Protocol for DNA isolation from paraffin slices

(Randy Johnson lab and David Looney lab 2005)

  1. Take care and work in the fume hood
  2. Add 1 ml. of xylene to paraffin tissue section in the eppendorf tube
  3. vortex well.
  4. Spin 5 min at 10K g, and aspirate supernatant.
  5. Wash 2X with 1 ml. of ethanol, centrifuging for 5 min at 10, 000 g each time and aspirating supernatant each time.
  6. Centrifuge briefly again and aspirate remaining ethanol.
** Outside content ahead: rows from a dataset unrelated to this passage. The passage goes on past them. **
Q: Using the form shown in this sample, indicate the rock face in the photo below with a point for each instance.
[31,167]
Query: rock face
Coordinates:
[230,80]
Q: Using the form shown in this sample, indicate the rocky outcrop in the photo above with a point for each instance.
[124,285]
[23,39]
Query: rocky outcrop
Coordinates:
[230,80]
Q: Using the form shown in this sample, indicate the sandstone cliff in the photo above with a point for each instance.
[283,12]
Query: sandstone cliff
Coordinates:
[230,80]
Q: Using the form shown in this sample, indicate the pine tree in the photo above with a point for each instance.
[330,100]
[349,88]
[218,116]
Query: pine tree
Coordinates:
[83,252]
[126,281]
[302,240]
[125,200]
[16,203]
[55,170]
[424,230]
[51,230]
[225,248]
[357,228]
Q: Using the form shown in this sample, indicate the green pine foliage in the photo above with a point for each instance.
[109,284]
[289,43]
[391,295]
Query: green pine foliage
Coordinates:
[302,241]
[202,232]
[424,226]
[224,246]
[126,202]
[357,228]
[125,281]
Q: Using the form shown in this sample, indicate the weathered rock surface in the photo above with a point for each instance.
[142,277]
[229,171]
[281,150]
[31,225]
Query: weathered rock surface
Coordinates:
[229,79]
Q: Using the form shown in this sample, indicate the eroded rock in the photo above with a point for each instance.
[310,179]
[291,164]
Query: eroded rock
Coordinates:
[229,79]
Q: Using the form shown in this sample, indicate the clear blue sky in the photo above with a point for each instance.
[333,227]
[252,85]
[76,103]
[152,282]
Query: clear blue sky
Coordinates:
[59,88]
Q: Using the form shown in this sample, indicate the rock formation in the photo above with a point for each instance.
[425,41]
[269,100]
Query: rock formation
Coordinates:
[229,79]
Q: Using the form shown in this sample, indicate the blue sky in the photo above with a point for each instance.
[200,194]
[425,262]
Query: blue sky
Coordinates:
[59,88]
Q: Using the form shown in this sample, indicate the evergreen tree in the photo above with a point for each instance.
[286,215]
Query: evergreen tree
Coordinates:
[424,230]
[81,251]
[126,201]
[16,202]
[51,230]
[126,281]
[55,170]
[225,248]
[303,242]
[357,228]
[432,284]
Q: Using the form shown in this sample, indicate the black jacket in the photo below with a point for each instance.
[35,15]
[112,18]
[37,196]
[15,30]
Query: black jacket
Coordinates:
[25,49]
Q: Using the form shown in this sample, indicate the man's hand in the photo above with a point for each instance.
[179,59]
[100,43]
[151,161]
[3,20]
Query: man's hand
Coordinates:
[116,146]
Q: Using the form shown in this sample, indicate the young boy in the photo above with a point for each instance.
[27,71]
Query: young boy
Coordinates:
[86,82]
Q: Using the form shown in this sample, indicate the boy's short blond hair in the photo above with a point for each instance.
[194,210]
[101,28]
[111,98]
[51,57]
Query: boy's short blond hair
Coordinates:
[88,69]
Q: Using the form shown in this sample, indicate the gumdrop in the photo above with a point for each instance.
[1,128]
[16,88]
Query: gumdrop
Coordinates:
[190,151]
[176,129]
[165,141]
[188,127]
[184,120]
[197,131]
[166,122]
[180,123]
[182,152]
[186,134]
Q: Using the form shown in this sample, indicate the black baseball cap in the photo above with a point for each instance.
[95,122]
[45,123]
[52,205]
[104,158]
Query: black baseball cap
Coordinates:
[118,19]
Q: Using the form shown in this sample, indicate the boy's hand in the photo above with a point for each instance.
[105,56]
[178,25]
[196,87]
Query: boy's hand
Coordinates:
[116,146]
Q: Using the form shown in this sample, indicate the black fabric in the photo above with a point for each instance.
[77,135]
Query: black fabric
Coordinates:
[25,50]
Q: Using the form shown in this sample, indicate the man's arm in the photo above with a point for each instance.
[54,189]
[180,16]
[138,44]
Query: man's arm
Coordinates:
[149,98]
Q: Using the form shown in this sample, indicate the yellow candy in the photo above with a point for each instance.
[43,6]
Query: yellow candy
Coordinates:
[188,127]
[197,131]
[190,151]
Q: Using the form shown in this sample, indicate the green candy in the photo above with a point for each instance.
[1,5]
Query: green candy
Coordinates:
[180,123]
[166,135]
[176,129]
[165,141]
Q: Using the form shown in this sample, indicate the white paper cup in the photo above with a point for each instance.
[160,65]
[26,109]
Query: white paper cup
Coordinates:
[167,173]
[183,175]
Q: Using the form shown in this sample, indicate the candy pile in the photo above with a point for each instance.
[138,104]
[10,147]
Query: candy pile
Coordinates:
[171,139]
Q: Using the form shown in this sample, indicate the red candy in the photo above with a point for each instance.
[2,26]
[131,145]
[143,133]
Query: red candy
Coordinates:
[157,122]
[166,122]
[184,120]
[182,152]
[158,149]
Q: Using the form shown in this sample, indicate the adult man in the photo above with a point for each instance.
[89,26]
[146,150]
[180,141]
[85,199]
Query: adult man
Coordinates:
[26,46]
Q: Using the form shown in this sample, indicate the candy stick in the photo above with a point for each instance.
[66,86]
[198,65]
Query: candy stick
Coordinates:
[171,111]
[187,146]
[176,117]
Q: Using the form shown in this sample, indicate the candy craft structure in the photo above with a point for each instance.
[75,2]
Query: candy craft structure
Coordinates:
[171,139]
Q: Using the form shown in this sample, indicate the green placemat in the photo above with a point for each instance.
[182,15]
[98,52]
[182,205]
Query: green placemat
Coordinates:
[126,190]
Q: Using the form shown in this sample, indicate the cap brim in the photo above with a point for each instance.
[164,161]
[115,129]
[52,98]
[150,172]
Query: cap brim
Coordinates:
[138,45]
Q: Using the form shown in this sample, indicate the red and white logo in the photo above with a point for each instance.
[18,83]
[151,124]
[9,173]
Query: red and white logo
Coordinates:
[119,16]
  7. Added 180 ul Qiagen buffer ATL and 20 ul 18 mg/ml Proteinase K. (Sigma)
  8. Incubate at 55oC, Overnight , vortexing occasionally over the course of several hours.
  9. Add 20 ul of 20 mg/ml RNAseA, and let the tube sit for 1 min. at room temperature.
  10. Add 200 ul Qiagen buffer AL.
  11. Vortex well, and incubated for 10 min in a 70oC heating block.
  12. Add 200 ul of 100% ethanol, and vortex well.
  13. Load onto Qiamp columns in collection tubes.
  14. Centrifuge 1 min at 10,000 g, and discard flow through volume.
  15. Place columns in new collection tubes.
  16. Wash with 500 ul of buffer AW1.
  17. Briefly centrifuge for1 min. at 10,000 g. Aspirate through volume.
  18. Add 500 ul of buffer AW2. Centrifuge for 3 minat10,000 g and discard the wash.
  19. Place columns in new collection tubes.
  20. Add 200 ul of preheated (70oC) buffer AE.
  21. Let sit 1 min. at room temperature.
  22. Centrifuge 1 min. at 10,000 g.
  23. Transfer eluant to Eppendorf tubes.
  24. Added 1 ul of 10 mg/ml glycogen, at 1/10 volume in 3M NaOAc (pH 5.2) and 2.5 volumes of ethanol. Let it sit at 20oC freezer overnight.
  25. Centrifuge 10 min at maximum speed in microfuge.
  26. Remove ethanol.
  27. Wash with 500 ul of 70% ethanol.
  28. Centrifuge for 5 min., and removed ethanol.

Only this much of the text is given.